The problem with the second system, the Golden Rule, is that it works great when we want an answer to a simple scenario, like “Is it OK to walk up and hit someone because you don’t like the way they look?,” but it just doesn’t handle the tough cases. In the case of a tough call like an abortion-rights issue, for instance, the Golden Rule tells me that in the case of the mother in danger of dying during delivery, we certainly shouldn’t risk the mother’s life, but it also tells me that we shouldn’t cut short the life of the fetus.


The other, really, really, sad outcome of the Golden Rule is that it fails if I can convince myself that someone else is so not like me that the Golden Rule doesn’t even apply, and this has happened repeatedly throughout the course of human history.


In more recent times, there have been several systems of Ethics proposed, but many, like Kant’s Categorical Imperative, again fall short of my goal. The Categorical Imperative states that no individual should consider doing anything that they wouldn’t think it OK for anyone or even everyone to do. Again, this is a good rule, and a good extension of the Golden Rule, and I’m not suggesting a return to situational ethics, but I can easily imagine scenarios where it’s of benefit to the greater good for a select few to “get away with” a few things for a little while. In other words, in hindsight, I think it was all right for the industrialists at the turn of the century to harness oil and coal to provide me with transportation and the computer that I’m writing this on by electric light, at the obvious expense to the environment and the workers, but now that we’ve done that successfully, it’s almost certainly wrong, in the context of oil wars and global warming, for millions of us to drive gas-guzzling SUVs, when cheaper, non-exotic solutions exist that get double to triple the mileage with fewer emissions. And our President knows that, and now it’s time to pay that  debt.
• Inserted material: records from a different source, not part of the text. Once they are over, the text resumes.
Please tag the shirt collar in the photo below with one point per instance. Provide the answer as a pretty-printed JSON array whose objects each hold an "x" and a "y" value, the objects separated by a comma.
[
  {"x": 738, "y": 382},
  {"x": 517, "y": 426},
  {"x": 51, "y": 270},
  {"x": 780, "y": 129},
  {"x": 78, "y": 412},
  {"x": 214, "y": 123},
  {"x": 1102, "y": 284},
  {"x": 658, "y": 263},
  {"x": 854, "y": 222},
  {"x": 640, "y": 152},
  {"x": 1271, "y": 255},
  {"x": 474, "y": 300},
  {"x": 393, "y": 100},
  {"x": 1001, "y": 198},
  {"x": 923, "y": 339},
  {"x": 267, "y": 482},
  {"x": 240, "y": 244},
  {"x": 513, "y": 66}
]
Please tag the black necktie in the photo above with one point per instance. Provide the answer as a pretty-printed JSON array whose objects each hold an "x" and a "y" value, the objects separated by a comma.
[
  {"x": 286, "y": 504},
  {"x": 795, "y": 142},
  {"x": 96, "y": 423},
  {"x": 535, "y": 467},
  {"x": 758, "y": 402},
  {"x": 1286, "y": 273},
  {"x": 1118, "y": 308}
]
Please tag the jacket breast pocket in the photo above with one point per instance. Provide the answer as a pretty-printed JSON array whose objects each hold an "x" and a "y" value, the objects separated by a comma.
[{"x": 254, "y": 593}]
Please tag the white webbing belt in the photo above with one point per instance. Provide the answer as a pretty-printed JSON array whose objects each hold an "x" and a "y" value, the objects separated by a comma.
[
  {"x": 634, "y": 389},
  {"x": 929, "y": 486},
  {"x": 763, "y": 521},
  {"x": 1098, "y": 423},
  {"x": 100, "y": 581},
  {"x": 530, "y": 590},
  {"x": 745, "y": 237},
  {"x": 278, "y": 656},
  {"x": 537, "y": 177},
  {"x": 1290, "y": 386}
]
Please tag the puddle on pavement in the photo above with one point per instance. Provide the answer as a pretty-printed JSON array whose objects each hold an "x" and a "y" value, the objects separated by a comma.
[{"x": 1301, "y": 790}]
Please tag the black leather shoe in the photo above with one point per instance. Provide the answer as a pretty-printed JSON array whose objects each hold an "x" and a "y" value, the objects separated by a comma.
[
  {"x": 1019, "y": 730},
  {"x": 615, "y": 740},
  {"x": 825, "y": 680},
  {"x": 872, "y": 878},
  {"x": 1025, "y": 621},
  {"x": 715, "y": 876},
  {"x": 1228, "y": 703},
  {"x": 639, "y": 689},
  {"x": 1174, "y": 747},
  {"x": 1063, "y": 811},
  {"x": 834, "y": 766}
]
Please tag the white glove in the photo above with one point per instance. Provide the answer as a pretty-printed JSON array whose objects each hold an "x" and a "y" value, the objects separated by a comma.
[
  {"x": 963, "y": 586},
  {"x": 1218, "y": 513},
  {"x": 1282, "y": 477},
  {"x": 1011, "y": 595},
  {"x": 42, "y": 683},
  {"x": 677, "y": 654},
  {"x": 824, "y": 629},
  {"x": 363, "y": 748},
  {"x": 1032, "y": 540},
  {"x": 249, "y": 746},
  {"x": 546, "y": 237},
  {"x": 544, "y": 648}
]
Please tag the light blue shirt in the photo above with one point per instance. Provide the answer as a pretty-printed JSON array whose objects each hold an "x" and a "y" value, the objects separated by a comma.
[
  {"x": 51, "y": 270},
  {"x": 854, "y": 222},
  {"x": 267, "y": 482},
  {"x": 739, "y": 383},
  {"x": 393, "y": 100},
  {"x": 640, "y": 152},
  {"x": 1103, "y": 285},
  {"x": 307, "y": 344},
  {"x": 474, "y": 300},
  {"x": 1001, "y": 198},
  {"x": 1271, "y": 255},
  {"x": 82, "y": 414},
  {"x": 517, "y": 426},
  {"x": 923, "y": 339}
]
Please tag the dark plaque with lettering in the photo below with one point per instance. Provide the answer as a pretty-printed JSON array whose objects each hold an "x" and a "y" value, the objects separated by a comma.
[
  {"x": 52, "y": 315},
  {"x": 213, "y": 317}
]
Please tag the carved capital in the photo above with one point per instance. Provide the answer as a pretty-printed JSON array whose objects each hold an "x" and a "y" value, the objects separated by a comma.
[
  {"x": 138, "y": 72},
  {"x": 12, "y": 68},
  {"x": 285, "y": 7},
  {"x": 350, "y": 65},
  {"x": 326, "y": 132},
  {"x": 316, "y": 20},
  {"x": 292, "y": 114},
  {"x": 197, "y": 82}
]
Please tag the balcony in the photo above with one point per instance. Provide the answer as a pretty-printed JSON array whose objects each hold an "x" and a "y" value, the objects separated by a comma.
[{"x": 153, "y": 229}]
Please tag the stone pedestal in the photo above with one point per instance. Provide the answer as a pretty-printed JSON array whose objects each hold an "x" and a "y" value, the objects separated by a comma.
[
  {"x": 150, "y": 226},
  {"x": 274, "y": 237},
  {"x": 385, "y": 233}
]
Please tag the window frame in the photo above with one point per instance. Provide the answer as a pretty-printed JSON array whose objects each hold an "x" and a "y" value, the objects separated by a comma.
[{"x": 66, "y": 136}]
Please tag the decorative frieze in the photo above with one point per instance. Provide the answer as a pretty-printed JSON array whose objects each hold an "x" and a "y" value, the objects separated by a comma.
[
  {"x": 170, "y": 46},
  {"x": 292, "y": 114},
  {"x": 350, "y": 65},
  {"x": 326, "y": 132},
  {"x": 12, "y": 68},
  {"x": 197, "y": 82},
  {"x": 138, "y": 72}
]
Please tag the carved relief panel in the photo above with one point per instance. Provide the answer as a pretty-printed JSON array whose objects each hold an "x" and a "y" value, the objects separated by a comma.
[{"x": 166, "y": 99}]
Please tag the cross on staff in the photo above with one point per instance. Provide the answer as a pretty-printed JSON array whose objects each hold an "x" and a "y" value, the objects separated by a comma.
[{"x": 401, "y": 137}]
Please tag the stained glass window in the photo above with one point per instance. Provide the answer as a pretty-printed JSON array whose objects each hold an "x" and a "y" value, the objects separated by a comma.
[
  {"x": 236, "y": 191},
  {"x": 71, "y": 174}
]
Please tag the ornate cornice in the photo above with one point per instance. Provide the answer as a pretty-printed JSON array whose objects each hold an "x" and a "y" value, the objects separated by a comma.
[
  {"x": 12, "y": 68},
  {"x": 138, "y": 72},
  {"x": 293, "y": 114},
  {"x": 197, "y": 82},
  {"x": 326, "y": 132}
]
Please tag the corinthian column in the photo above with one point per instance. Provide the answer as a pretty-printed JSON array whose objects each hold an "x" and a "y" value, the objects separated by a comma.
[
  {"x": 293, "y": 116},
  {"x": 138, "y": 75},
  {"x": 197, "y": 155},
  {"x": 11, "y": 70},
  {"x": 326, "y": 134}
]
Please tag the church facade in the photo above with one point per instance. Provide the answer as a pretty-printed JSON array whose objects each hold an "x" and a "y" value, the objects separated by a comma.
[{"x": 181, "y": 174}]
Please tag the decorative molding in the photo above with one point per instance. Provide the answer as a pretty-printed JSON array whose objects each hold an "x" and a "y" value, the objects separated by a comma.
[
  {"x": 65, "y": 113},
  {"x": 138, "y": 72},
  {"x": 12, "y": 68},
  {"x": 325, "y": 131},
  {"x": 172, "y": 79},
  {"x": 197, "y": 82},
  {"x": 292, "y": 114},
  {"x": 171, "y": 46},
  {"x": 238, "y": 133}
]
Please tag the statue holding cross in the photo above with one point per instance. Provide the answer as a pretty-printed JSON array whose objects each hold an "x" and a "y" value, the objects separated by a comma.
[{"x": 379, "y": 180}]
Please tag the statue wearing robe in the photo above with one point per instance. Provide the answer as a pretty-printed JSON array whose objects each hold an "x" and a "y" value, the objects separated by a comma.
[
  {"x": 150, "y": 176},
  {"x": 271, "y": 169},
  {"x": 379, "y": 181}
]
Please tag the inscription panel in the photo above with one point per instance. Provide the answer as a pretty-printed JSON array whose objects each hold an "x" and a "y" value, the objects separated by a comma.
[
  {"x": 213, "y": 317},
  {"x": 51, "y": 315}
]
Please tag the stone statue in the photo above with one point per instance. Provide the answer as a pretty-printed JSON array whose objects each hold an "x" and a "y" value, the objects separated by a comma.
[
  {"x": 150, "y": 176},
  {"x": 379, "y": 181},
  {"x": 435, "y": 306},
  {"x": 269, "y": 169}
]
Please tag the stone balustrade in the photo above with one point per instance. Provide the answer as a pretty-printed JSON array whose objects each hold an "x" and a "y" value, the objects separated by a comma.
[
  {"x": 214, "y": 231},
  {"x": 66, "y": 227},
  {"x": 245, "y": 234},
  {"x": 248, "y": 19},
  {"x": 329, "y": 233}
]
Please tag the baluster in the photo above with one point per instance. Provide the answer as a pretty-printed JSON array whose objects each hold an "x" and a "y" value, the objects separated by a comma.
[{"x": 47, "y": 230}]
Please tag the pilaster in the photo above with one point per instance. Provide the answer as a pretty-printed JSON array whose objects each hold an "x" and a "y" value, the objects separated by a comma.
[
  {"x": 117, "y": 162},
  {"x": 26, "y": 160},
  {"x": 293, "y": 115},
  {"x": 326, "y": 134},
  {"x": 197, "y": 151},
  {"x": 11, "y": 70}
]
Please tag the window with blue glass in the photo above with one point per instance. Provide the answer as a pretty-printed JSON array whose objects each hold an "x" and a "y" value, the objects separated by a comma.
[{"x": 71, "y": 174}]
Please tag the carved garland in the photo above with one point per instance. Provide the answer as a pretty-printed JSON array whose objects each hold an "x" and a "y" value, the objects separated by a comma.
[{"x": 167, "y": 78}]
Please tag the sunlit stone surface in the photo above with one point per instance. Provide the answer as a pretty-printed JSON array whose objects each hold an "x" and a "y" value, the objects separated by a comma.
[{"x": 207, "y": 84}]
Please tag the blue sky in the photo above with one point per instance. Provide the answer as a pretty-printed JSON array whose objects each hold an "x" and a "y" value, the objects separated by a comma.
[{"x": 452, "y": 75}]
So I propose a new system, with new rules, at least to me. I call it the Ethics of Long-Term Natural Consequences, and I think it makes sense of a lot of mixed-up rubbish, at least for me.


Here are the ground rules:


1. You don’t get to appeal to a higher power or assume that there is anything like an afterlife, reincarnation, or karmic retribution.


2. The preferred outcome of any human behavior is whatever results in the greatest good for the greatest number in the long run.


3. Regardless of whether you are an optimist or a pessimist, you assume that we will achieve the best possible outcome from whatever action you take or resist taking. In other words, although Murphy’s Law obtains in real life, in the absence of hard evidence to the contrary, we assume that all potential for good will be fulfilled if allowed to proceed unimpeded in the fullness of time.


4. Every human being, in every situation, is completely free to choose their own behavior.


5. Every human action has consequences, and you reap what you sow.


6. Sometimes things just happen, so when luck doesn’t go your way, you take your lemons home.